HANNAH: That's all real. That was from his text messages and from Lynn Roy's testimony. So that's all real of what he did on his last day, and he was talking to her the entire time, so there's almost a timeline of his day, and then of Lynn filling in the gaps when she was around, and that was something we always talked about. We knew that we were going to be telling the story from his perspective. We felt that it was really important to be in Coco's POV for his last day, and to experience it with him.
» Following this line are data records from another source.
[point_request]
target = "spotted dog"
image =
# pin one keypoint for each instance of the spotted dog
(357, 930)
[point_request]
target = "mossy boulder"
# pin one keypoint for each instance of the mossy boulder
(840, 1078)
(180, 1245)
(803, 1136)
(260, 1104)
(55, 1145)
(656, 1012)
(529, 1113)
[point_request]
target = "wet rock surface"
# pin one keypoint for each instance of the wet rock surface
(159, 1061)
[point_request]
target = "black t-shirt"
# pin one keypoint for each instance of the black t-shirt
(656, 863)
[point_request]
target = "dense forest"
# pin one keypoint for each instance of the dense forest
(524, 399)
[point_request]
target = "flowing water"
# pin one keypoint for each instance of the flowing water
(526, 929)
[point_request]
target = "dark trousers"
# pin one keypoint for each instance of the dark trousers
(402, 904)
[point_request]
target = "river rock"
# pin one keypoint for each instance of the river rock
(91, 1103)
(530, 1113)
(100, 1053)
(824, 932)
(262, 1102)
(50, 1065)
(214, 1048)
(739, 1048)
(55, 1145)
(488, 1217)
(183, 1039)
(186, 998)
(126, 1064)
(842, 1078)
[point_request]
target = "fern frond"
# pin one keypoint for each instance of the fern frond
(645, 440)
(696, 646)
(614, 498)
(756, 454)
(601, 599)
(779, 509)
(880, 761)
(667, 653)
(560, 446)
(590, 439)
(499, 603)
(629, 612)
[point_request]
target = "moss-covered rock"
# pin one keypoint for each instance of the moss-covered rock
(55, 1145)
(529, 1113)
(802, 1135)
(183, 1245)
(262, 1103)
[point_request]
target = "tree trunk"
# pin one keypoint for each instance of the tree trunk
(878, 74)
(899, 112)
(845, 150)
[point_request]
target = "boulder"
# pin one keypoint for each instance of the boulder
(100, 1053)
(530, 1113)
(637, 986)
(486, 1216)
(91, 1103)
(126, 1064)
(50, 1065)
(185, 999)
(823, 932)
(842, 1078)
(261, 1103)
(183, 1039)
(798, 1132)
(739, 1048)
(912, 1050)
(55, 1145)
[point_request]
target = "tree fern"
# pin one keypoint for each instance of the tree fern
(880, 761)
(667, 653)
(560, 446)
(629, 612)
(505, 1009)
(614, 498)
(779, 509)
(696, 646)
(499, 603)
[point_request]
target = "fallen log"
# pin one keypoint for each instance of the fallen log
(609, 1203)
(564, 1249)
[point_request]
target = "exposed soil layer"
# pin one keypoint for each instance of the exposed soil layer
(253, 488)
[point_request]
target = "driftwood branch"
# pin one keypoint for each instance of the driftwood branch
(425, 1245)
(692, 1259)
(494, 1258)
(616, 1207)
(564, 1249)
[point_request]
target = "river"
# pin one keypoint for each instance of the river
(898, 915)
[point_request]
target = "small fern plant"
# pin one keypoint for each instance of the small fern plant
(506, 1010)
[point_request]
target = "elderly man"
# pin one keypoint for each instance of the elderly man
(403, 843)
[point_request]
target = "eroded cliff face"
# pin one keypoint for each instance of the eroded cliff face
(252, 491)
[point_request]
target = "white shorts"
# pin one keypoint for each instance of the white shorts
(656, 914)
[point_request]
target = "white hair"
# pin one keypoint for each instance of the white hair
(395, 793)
I will say it was definitely something we dreaded getting to and writing and shooting. It was really hard, and not just because of the subject matter, but what we're getting to, what we're leaning to. Everything was taken from what happened in real life, and I think something that stuck out so much to us, and Patrick, you felt so strongly about this, is just the mundaneness of it all. Of walking the dog, of playing a video game, of going to the beach with your family and knowing that's the last time you'll do anything. What happens when you know that, when you're looking at it all, and the choices you make in looking at it all that way?

MACMANUS: It's hard to think about what it must have been like for Lynn and for Co, Lynn in particular, because that was his day. She had no clue what was going to come that night, and it kind of cuts to the quick of one of the deeper reasons for why this show exists, which is that we can never know what someone is going through, and that we can never blame people for tragedies like this. All we can hope to take out of a story like this is that we can reach out to people who might be troubled and say to them that that day doesn't have to be the last day, that you can speak about this, that you can reach out for help about this, and that that help exists.

I don't want to make this show more than it is, but it was always, again, a north star for Liz and I that it couldn't just be about entertaining, that this isn't just a regular true crime show. That this has something to say to people out there, which is that you are never alone, and that all of us have some degree of issues with mental health that we're all dealing with every single day. So I don't want to go down too much of a rabbit hole, but I think it's important that the mundanity of that day is like millions of people out there right now, that it could happen at any point in time.

This interview has been edited and condensed for length and clarity.